I was aware of that, of course, when I wrote the book, but chose not to delve too deeply into such practices. But perhaps I will in another post, Part 2 of “Isn’t She Simply Divine?”
3 comments:
First, regular reading, and big fan of this blog, I wanted to say that.
Interesting topic to be sure!
Poignant in my own life, to be certain. I HAVE put my Wife in a "devine position" in my life, and I recognize that comepletely. (She doesn't necessarily care how I rationalize it to myself, as long as I obey.)
I'm not a believer in any kind of Celestial Diety, and as long as I have Her, I don't feel the need for one.

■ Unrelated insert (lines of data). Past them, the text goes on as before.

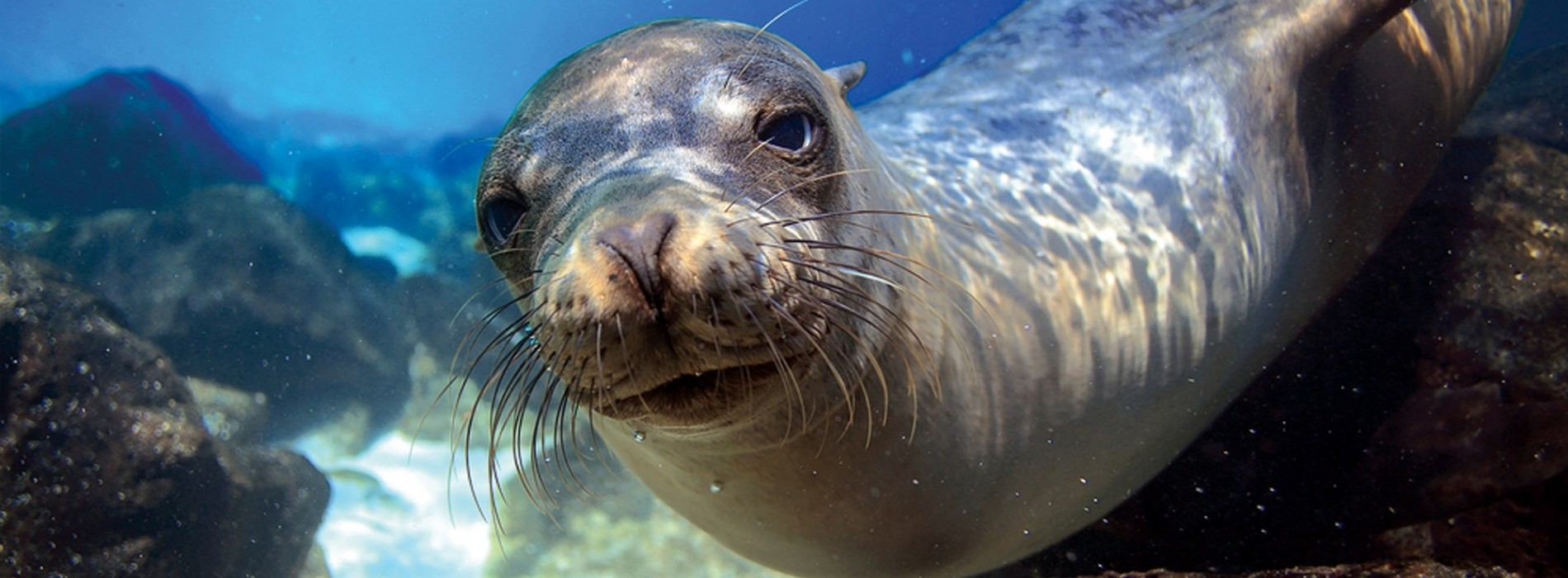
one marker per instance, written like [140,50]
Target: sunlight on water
[395,513]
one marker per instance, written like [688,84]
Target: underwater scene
[289,289]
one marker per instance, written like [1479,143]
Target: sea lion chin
[956,329]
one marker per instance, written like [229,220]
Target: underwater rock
[242,288]
[104,461]
[1526,101]
[118,140]
[1418,417]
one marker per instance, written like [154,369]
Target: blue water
[414,68]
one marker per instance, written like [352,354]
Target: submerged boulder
[242,288]
[106,467]
[130,139]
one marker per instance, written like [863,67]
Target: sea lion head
[676,212]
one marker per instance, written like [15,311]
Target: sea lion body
[958,330]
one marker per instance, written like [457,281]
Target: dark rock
[1526,99]
[1419,415]
[242,288]
[118,140]
[104,461]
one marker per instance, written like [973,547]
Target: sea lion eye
[501,219]
[791,132]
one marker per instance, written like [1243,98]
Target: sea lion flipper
[847,76]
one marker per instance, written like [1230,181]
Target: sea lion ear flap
[847,76]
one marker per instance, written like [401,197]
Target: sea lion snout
[639,247]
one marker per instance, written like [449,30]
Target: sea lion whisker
[725,85]
[844,214]
[827,358]
[897,259]
[897,288]
[815,178]
[754,182]
[905,338]
[782,365]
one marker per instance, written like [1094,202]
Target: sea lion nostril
[639,244]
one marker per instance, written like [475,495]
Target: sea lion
[970,322]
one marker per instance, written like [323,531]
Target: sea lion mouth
[698,395]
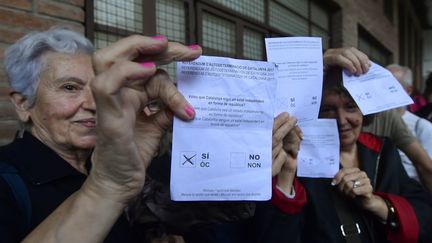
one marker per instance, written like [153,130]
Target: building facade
[386,30]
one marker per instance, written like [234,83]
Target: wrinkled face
[349,117]
[63,115]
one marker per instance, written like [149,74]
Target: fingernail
[190,111]
[148,64]
[159,37]
[194,47]
[301,135]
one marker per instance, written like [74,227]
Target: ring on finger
[356,184]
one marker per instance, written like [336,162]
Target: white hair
[407,77]
[23,62]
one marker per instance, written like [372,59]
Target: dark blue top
[50,180]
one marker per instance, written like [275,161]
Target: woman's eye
[69,87]
[352,107]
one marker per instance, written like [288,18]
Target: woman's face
[349,118]
[63,116]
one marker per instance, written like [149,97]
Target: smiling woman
[75,182]
[371,198]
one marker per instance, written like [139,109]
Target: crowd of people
[91,165]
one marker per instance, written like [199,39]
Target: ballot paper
[300,74]
[225,153]
[319,149]
[375,91]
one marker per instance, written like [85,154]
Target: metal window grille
[171,22]
[218,35]
[119,14]
[298,6]
[250,8]
[287,21]
[253,44]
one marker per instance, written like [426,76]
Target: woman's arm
[126,139]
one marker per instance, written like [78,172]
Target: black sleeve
[419,198]
[12,223]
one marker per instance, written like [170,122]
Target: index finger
[128,48]
[144,49]
[342,173]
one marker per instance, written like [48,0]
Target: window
[234,28]
[373,49]
[388,7]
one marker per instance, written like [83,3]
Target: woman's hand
[351,59]
[354,183]
[128,139]
[286,144]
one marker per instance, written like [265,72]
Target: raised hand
[127,139]
[351,59]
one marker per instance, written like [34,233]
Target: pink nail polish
[159,37]
[148,64]
[194,47]
[190,111]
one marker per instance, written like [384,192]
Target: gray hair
[23,62]
[407,73]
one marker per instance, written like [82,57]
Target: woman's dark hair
[333,82]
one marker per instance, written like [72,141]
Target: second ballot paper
[225,153]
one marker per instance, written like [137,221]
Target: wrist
[99,190]
[378,207]
[285,183]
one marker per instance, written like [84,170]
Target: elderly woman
[81,168]
[371,198]
[78,178]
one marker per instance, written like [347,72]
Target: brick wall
[18,17]
[370,15]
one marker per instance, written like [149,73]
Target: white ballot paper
[319,149]
[225,153]
[300,74]
[377,90]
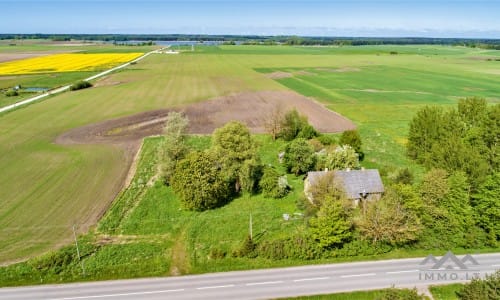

I am fully aware that she's not "a goddess" in the "Omnipotent Creator" sense, but I diefy her her in the following ways:
1. I assume she can see my soul, therefore she would know instantly if I were to lie or in any way be untrue to her.
2. "Blind Faith," I take her word as Gospel. I unquestioningly do as she says, and accept what she tells me as Truth. Like many religious poeople, I take her word over "facts" or doubt.
3. Because she is a superior being, Rules don't apply to Her, at least not as far as we are concerned. She can do no wrong, and and has "Divine Infallibility."
4. I do, at times, formally Worship her. I don't pray as in asking for things, it usually will consist of her sitting or laying down why I kneel and spout Devotions to Her.
I don't don't recommend giving such Faith in just anyone, it has taken YEARS to build that kind of trust to put such devotion in a human being. She doesn't insist I do any of this, I consider it an honor that she allows me to. I also don't expect her to be "perfect" or above the human experience. Sometimes I show my devotion by freely giving her a shoulder to cry on...
I feel that many people in search of God are really searching for Unconditional Love, Forgiveness and Acceptance. These are all things I find with Her.
Also I don't expect her to be "perfect" or above the human experience. Sometimes I show my devotion by freely giving her a shoulder to cry on, or offering advice. Whatever She needs of me.
Apologies, I should have edited before posting.
anonymous, don't worry about typos, your heartfelt eloquence comes through perfectly. And I appreciate your candor. What you say resonates with me, because I have had a lifelong problem with worship... though I am a believer. But all my worshipful emotions are instantly accessible when I view God's greatest creation... and I am happy that my wife has now assumed that exalted place in my life. I am coming to grips with this, or trying to, in these postings. Or, as you say, trying to "rationalize" it. Thanks for the contribution.